A Guide To Writing A Student Story
“The ability to see our lives as stories and share those stories with others is at the core of what it means to be human. We use stories to order and make sense of our lives, to define who we are, even to construct our realities: this happened, then this happened, then this. I was, I am, I will be. We recount our dreams, narrate our days, and organize our memories into stories we tell others and ourselves. As natural-born storytellers, we respond to others’ because they are deeply, intimately familiar.” – John Capecci and Timothy Cage
blue bean strives to share the personal stories and experiences of students from around the world. If you’re a student who wants to share their story but doesn’t know where to start, you’ve come to the right place.
As you might assume, having your work published can feel invigorating, further inspiring you to keep writing and broadening your portfolio.

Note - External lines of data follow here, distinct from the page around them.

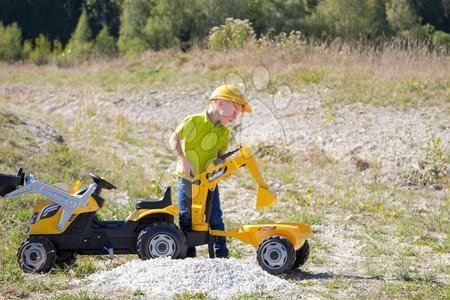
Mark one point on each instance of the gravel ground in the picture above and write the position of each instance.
(164, 277)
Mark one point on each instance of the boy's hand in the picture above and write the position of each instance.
(188, 169)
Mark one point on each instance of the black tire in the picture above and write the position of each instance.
(36, 254)
(301, 256)
(66, 259)
(161, 239)
(276, 254)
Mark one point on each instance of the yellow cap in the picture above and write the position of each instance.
(231, 93)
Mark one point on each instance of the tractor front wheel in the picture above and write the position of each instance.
(161, 239)
(276, 254)
(36, 254)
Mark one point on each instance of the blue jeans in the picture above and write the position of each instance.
(216, 221)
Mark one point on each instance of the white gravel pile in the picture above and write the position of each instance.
(164, 277)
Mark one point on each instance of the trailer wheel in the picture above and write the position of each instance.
(36, 254)
(301, 255)
(276, 254)
(161, 239)
(66, 259)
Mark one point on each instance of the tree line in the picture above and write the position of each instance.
(75, 28)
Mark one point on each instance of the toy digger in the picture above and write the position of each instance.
(66, 223)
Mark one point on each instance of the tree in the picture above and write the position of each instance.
(42, 50)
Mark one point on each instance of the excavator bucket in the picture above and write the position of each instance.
(264, 198)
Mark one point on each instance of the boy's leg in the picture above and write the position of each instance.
(216, 223)
(185, 203)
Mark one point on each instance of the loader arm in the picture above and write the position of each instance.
(204, 183)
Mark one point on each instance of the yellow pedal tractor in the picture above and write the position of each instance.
(65, 224)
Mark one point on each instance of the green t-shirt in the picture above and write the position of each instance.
(201, 141)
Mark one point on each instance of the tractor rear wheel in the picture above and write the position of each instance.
(301, 255)
(161, 239)
(36, 254)
(276, 254)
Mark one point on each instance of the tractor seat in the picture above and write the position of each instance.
(165, 201)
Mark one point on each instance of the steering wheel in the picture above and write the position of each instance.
(102, 182)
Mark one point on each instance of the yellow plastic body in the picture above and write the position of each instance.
(50, 225)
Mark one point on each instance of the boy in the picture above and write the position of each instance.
(196, 142)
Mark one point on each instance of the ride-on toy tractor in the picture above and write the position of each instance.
(65, 223)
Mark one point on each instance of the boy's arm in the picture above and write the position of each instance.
(175, 145)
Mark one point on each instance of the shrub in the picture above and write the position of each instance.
(235, 33)
(80, 44)
(433, 168)
(42, 51)
(441, 39)
(27, 48)
(10, 42)
(292, 41)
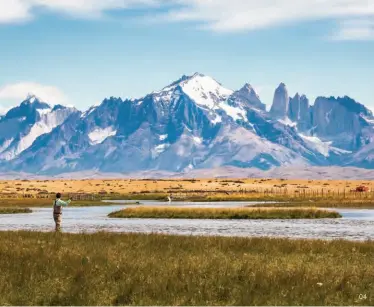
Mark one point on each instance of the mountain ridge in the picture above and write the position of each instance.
(192, 123)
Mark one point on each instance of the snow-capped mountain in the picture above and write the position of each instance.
(22, 125)
(195, 122)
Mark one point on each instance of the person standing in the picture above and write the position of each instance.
(57, 210)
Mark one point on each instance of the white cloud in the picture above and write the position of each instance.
(20, 10)
(216, 15)
(17, 92)
(236, 15)
(362, 29)
(3, 110)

But we believe there’s more to just writing for self-affirmation. Writing should be reflective and transformative, and we hope you’ll find this to be true as you write and before submitting your work to our platform.
Here are three tips to consider while writing:
- Embed emotion into your writing. Help readers understand (to an extent) what you went through in your chosen experience, whether that be a positive or negative emotion. Who knows, perhaps the reader might deeply resonate with what you’re writing about.

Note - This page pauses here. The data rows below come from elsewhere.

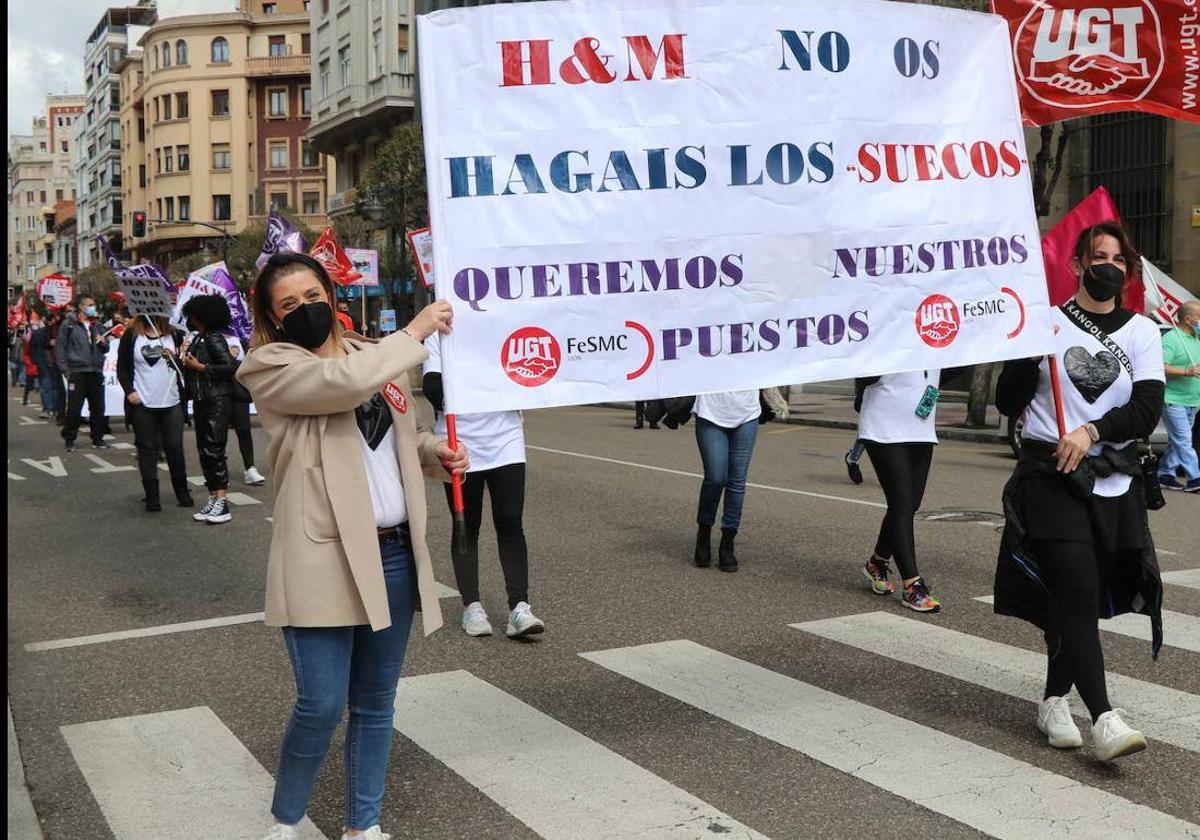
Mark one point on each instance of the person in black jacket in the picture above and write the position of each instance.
(1077, 541)
(211, 369)
(149, 372)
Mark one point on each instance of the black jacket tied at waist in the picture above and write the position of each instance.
(1020, 587)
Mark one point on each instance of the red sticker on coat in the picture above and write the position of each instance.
(395, 396)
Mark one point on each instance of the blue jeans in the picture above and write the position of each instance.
(335, 665)
(1180, 449)
(725, 454)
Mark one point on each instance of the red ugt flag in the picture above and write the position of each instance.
(1075, 58)
(1059, 244)
(330, 255)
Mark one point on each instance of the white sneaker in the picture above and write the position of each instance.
(523, 623)
(1113, 738)
(474, 621)
(1056, 724)
(202, 515)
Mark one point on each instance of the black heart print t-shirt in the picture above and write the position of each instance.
(1096, 377)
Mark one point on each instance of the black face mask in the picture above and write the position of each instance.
(309, 324)
(1103, 281)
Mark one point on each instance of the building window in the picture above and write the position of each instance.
(279, 155)
(309, 156)
(277, 102)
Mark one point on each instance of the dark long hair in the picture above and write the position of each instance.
(277, 267)
(1086, 240)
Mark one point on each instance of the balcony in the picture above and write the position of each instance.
(277, 65)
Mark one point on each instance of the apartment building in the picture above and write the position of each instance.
(214, 111)
(40, 174)
(99, 147)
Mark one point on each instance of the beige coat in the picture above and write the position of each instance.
(324, 568)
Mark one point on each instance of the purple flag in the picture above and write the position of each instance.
(281, 238)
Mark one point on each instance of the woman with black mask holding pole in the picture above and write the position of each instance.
(1077, 541)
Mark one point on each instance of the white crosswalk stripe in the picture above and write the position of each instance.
(162, 774)
(985, 790)
(1185, 577)
(561, 784)
(1180, 630)
(1163, 713)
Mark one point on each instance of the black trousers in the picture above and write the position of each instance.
(903, 469)
(85, 387)
(505, 486)
(1074, 574)
(239, 418)
(211, 437)
(156, 429)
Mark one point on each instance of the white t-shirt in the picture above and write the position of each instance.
(1093, 381)
(383, 479)
(493, 439)
(889, 409)
(154, 375)
(729, 409)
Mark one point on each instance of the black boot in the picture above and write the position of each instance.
(703, 556)
(725, 558)
(151, 490)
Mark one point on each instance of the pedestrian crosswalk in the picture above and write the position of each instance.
(154, 772)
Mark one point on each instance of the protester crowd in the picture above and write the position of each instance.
(348, 451)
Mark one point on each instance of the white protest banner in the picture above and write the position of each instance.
(55, 289)
(631, 201)
(366, 263)
(145, 295)
(421, 243)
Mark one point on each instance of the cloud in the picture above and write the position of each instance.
(46, 43)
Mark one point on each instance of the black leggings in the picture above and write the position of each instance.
(505, 486)
(156, 429)
(1074, 571)
(903, 469)
(240, 421)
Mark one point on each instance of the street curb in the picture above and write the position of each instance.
(22, 817)
(943, 433)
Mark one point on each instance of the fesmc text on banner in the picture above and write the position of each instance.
(1075, 58)
(666, 198)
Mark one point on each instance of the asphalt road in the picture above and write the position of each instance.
(609, 520)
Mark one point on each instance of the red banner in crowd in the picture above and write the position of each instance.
(1059, 245)
(329, 253)
(1075, 58)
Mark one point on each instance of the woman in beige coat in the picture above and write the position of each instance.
(348, 563)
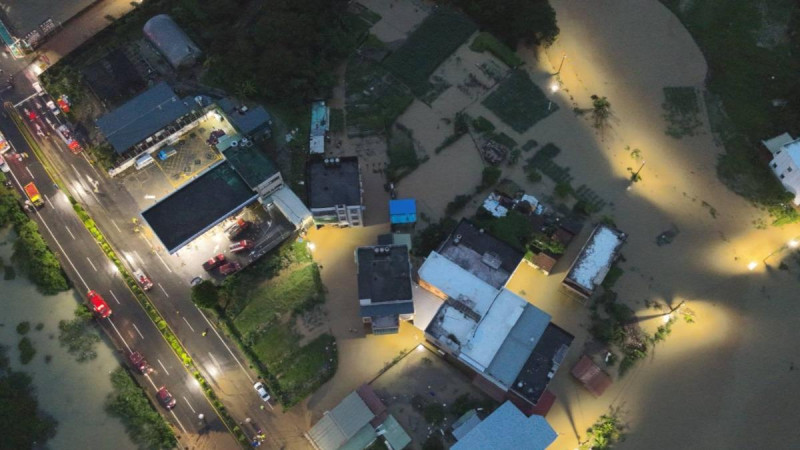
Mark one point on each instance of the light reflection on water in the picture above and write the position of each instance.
(73, 393)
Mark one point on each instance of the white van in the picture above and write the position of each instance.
(144, 161)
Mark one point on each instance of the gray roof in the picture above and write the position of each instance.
(507, 428)
(171, 41)
(384, 273)
(251, 120)
(330, 185)
(341, 423)
(142, 116)
(387, 309)
(519, 345)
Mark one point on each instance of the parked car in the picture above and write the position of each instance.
(99, 306)
(234, 230)
(139, 363)
(231, 267)
(241, 246)
(214, 262)
(165, 398)
(262, 391)
(142, 279)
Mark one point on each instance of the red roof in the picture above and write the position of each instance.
(592, 377)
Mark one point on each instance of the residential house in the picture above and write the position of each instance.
(384, 287)
(335, 194)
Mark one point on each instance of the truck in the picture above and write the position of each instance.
(66, 135)
(33, 195)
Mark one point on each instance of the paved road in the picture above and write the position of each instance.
(129, 326)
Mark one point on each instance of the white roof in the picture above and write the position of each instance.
(484, 342)
(456, 282)
(593, 262)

- Think about who’s reading your story. Our website receives hundreds of visitors a week from international and domestic backgrounds, consisting of students, postgraduates, or those who veered away from education. In connection with our first tip, being able to convey your emotions through writing is extremely important. blue bean is about educating to create awareness, so make sure your story, which is potentially going to be read by thousands of visitors, makes an impact on each and every reader.

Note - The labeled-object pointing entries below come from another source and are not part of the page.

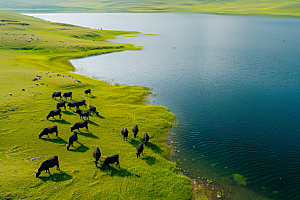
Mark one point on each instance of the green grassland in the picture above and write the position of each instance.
(286, 8)
(23, 117)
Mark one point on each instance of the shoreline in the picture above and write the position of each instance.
(148, 173)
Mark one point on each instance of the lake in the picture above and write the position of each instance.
(233, 83)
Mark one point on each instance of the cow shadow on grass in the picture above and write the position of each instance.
(154, 147)
(99, 116)
(134, 141)
(117, 172)
(92, 97)
(66, 112)
(56, 177)
(61, 121)
(82, 148)
(55, 140)
(89, 134)
(149, 160)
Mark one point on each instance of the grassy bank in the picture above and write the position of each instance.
(31, 47)
(290, 8)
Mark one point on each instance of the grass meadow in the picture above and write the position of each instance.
(283, 8)
(31, 47)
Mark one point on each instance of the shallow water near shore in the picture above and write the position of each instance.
(232, 82)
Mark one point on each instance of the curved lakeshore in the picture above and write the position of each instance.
(31, 47)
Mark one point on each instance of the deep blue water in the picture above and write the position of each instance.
(233, 83)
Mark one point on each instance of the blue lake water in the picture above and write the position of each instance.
(233, 83)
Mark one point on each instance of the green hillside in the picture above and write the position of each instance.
(289, 8)
(31, 47)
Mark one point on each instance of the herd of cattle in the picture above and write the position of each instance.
(97, 154)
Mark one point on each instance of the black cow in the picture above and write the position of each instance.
(80, 125)
(53, 113)
(61, 104)
(124, 133)
(48, 130)
(81, 103)
(56, 94)
(135, 130)
(67, 94)
(111, 160)
(146, 138)
(72, 139)
(48, 164)
(93, 109)
(83, 114)
(88, 91)
(72, 104)
(139, 149)
(97, 155)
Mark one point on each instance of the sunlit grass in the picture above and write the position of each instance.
(24, 105)
(288, 8)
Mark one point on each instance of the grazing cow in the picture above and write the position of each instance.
(97, 155)
(146, 138)
(48, 164)
(53, 113)
(67, 94)
(93, 109)
(139, 149)
(72, 104)
(124, 133)
(81, 103)
(135, 130)
(83, 114)
(48, 130)
(80, 125)
(111, 160)
(72, 139)
(56, 94)
(61, 104)
(88, 91)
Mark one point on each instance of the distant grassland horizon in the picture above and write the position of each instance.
(290, 8)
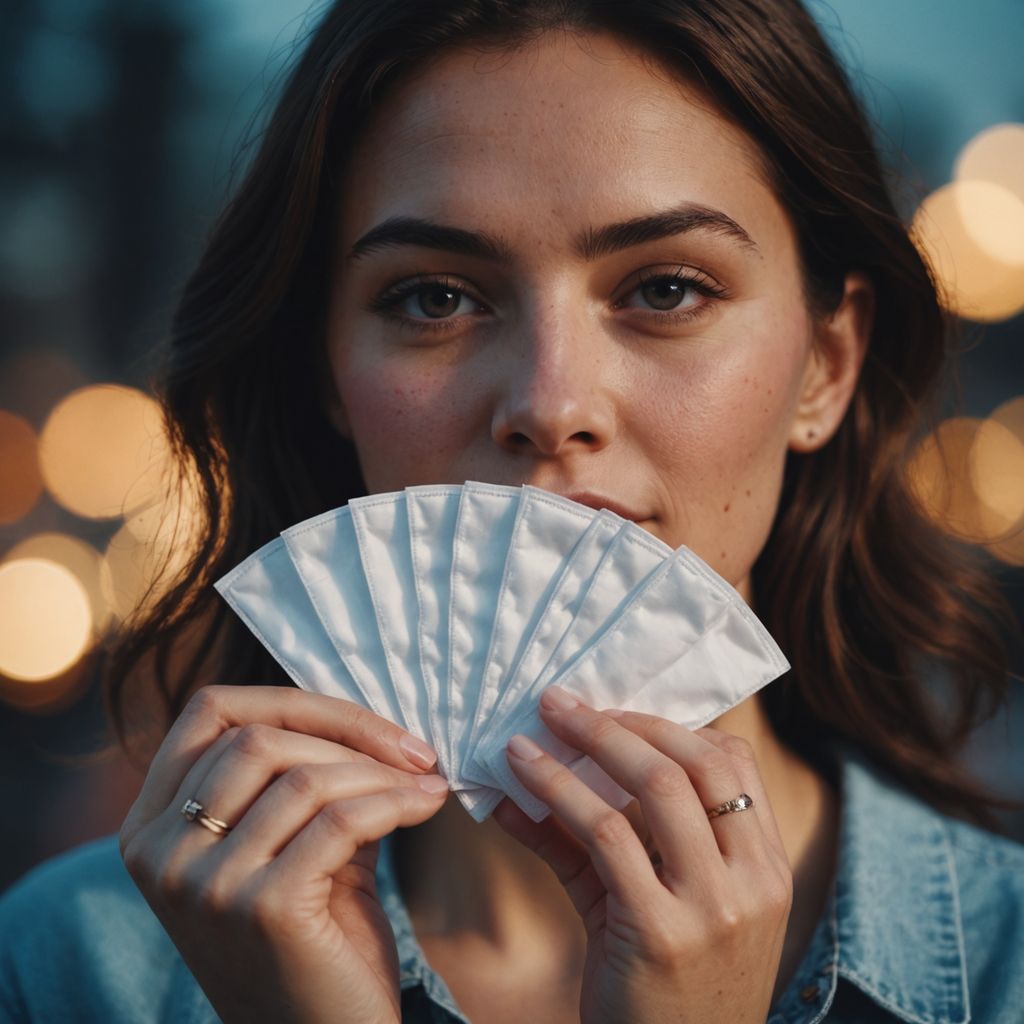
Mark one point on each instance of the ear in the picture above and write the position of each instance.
(834, 366)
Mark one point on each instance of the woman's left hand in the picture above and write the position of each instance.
(694, 934)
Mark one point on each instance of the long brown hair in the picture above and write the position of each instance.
(866, 597)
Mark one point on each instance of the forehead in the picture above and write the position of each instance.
(568, 129)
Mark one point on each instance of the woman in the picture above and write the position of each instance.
(640, 253)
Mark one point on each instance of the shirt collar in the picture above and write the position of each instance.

- Include vivid descriptions and imagery. Be as descriptive as humanly possible. Editors can take away details that they feel are unnecessary, but can’t add anything you don’t include. Dig deep and you may be surprised at what surfaces.
Know that sometimes, readers cannot fully understand how a writer felt when living through their story. Experiences are individual, so convey your narrative in a way that allows the reader to take away a partial understanding of how you felt when going through your chosen experience, so that they might use what they read to understand a group, community, or even themselves better.
Good luck! Whether you’re using this guide to help strengthen your story for blue bean or elsewhere, we hope you learned even a little bit more about how to make your piece as effective and impactful as it can be.